Выбрать главу

Интересная подробность. На диспуте присутствовал представитель полиции, который разъяснил председателю вечера, что выступать в прениях разрешается только лицам, заранее помеченным в программе. В виде исключения представитель полиции разрешил после лекции выступить самому Репину и его ученику Щербиновскому.

Доклад М. Волошина представлял собой смесь самоуверенности и самой разнузданной клеветы на картину и все репинское искусство.

Старый художник принужден был вынести это нравственное истязание. Как у него хватило на это сил?!
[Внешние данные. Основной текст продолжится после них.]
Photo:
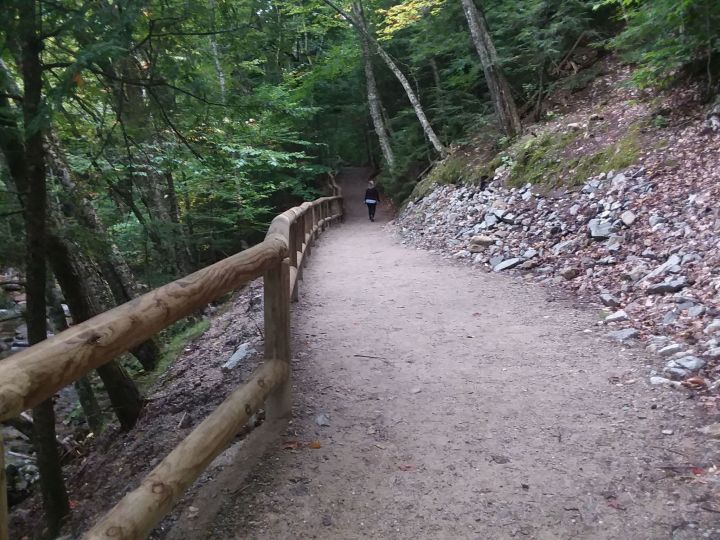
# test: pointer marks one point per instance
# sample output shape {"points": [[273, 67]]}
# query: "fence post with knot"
{"points": [[277, 335]]}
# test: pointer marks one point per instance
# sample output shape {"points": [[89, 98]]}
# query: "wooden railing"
{"points": [[34, 375]]}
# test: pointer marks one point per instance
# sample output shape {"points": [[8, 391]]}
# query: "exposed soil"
{"points": [[460, 404], [180, 399]]}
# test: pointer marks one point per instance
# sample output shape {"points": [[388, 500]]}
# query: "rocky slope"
{"points": [[643, 242]]}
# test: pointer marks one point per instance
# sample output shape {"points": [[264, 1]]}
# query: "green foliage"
{"points": [[548, 159], [665, 36], [175, 340]]}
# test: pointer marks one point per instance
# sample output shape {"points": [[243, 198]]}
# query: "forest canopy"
{"points": [[142, 140]]}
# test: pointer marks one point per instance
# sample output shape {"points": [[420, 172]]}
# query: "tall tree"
{"points": [[374, 103], [498, 86], [361, 27], [55, 497]]}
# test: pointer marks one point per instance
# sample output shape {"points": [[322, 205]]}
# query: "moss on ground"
{"points": [[544, 160], [174, 346], [537, 159]]}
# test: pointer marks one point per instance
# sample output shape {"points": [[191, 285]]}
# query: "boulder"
{"points": [[599, 229], [668, 286], [624, 335], [507, 264]]}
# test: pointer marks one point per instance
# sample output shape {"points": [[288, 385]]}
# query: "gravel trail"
{"points": [[460, 404]]}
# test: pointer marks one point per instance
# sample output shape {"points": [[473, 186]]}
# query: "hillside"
{"points": [[614, 200]]}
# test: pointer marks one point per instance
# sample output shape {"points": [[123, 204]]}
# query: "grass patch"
{"points": [[544, 160], [174, 346], [454, 170], [538, 159], [617, 156]]}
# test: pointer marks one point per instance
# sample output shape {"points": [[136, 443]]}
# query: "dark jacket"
{"points": [[372, 193]]}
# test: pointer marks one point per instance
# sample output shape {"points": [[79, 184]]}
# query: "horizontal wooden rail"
{"points": [[34, 375], [137, 513]]}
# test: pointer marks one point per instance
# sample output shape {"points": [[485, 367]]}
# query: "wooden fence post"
{"points": [[309, 224], [300, 240], [277, 336], [4, 520]]}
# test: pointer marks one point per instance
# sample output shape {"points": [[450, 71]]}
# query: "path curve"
{"points": [[460, 405]]}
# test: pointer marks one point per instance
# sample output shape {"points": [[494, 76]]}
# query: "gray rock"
{"points": [[490, 220], [609, 300], [670, 317], [677, 373], [628, 218], [242, 352], [623, 335], [662, 381], [482, 240], [692, 363], [570, 272], [507, 264], [669, 286], [600, 229], [618, 316], [562, 247], [713, 327], [673, 260], [671, 349], [656, 220]]}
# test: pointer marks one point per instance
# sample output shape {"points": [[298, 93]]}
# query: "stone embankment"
{"points": [[649, 253]]}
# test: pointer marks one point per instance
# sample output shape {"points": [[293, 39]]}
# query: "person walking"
{"points": [[372, 198]]}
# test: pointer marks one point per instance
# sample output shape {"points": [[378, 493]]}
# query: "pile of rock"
{"points": [[649, 253]]}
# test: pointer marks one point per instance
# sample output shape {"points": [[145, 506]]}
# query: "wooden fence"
{"points": [[36, 374]]}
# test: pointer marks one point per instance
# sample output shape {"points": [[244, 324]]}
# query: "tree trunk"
{"points": [[182, 251], [112, 264], [374, 103], [80, 288], [83, 387], [216, 57], [498, 86], [52, 484], [70, 266], [399, 75]]}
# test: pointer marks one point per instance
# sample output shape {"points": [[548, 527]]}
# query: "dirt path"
{"points": [[460, 405]]}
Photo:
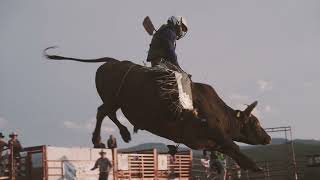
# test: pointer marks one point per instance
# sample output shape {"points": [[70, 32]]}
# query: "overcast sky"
{"points": [[247, 50]]}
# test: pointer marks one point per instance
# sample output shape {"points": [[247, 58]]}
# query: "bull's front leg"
{"points": [[228, 147], [242, 160]]}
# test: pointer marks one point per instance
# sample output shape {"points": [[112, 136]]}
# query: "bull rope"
{"points": [[123, 78]]}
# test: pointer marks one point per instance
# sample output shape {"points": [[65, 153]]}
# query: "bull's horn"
{"points": [[250, 108]]}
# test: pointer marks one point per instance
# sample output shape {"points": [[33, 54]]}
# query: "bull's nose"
{"points": [[268, 140]]}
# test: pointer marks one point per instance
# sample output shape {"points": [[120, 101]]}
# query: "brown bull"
{"points": [[130, 87]]}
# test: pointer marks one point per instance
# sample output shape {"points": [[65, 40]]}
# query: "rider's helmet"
{"points": [[180, 25]]}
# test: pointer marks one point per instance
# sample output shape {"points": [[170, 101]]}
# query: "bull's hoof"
{"points": [[257, 169], [96, 139], [99, 145], [125, 134]]}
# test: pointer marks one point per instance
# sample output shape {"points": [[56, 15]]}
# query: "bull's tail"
{"points": [[55, 57]]}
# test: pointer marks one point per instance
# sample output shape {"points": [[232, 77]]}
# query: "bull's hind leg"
{"points": [[125, 134], [101, 114]]}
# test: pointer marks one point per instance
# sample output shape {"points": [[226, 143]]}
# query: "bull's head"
{"points": [[251, 131]]}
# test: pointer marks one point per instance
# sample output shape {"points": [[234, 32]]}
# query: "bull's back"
{"points": [[109, 76]]}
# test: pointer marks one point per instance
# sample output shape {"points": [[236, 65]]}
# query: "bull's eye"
{"points": [[238, 114]]}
Волошин сказал, что картина Репина производит потрясающее впечатление, схожее с тем, какое бывает при взгляде на ужасное преступление. Будто бы возле этого полотна разыгрывались душераздирающие сцены, женщины падали в обморок и приходили смотреть картину, только вооружившись флаконами с нюхательной солью.

И дальше следовали обвинения, одно нелепее другого. Докладчик сказал, что картина похожа на сцену из оперы, что Репин написал ее под впечатлением «Риголетто». Он перечислил анатомические ошибки в рисунке, ссылаясь на лекции профессоров Академии, допускал оскорбительную грубость. Он находил изъяны в композиции и предлагал отрезать девять десятых холста без всякого ущерба для картины.

Наконец Волошин договорился до того, что Балашов, порезавший картину, — сам жертва репинского искусства. Он даже сказал так: «Безумие его вызвано картиной».

Как только Репин усидел на месте, слушая эти чудовищные обвинения?! Но можно легко представить себе, какие чувства бушевали в душе художника, принужденного присутствовать при этом публичном истязании.

Доклад близился к концу. Еще небольшое усилие воли — и пытка эта, добровольно на себя принятая, кончится.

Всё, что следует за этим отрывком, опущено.